[Alumni-chat] students with mental health problems
alanbenard (alanbenard at pobox.com)
alumni-chat_forum at antiochians.org
Mon Aug 6 14:14:44 EDT 2007
Pam:
Thanks for your post and for the work you did to encourage due process and nuance in these decisions.
Here is a link to a description of how transcripts from the "mentally ill" were flagged and given due-process consideration by a committee at the time the poster worked at Antioch Admissions. I'm not in favor of severely ill people attending Antioch for the reasons you stated. However, I am also not in favor of the preemtive rejection of any applicant who admits to having been treated for depression.

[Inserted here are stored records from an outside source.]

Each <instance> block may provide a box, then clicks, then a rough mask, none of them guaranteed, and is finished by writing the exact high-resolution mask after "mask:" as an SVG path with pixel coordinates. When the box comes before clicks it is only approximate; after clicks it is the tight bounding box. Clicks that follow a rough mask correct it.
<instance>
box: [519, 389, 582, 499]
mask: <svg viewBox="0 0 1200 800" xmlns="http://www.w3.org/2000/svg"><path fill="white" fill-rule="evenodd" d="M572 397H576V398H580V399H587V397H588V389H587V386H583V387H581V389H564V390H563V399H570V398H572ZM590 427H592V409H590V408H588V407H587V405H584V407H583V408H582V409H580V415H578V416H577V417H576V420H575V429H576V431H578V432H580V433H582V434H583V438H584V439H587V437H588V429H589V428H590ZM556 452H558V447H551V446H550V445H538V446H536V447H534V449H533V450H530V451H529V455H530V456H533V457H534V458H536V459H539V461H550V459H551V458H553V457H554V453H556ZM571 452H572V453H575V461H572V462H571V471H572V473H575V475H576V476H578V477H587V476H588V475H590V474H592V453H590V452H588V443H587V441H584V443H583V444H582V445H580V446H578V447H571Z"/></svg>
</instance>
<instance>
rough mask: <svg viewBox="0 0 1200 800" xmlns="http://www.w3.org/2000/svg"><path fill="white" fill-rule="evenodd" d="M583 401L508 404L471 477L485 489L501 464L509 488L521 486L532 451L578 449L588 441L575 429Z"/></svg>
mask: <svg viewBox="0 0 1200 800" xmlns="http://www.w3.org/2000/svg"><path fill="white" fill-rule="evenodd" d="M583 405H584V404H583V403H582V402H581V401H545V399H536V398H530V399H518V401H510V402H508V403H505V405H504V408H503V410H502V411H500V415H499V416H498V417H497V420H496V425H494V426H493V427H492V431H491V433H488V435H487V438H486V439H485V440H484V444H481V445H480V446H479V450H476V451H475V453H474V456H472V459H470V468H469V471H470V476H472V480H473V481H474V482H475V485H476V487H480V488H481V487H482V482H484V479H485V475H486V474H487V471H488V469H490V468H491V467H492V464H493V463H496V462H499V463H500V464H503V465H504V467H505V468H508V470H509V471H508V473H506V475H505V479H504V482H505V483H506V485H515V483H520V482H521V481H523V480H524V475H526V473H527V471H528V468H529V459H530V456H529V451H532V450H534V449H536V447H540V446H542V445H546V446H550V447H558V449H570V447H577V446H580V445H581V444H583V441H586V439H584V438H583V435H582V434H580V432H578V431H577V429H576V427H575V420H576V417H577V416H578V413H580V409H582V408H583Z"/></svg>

http://antiochians.org/forum/viewtopic.php?pid=27332#p27332
An excerpt from the post, by Seth Gordon:
>Students with physical, learning or, mental disabilities that self-disclosed were flagged. In addition, anyone over 23 (or 25), low gpa, home-schooled (in absence of traditional evaluation materials like a transcript), or simply a poorly written essay or an essay with a disturbing or inapropriate topic were all flagged for Special Review. This committee allowed people like myself an opportunity for a second opinion from people who had more expertise and would ultimately be serving these students. Of course these criteria may have changed as may have the process.
>
>This committee had six members -- admissions, dean of students, academic support, counseling, a co-op faculty and an academic faculty. Being put in special review was not, in itself, a negative. This was an opportunity for the staff at the college to be sure of anyone who had special needs and for the institution to evaluate whether it had the capacity to serve this student within the confines of its resources. Some students were often quite easy to evaluate -- such as home -schoolers; others were more difficult. So for example a 24 year old student may have seemed benign but a 42 year old on a residential campus was important to consider --both for them and for the students.
The impression one is left with, given that the report in the Yellow Springs News is accurate, is that this process was short-circuited at the first reading of application.
There's a lot of pining for the "good old days" on this forum by some, and I guess that's what these folks mean -- unfair and presently illegal discrimination in the admission process without consideration by the college's professional staff under established due process. It sure was a lot more simple back then in those front porch and lemonade days.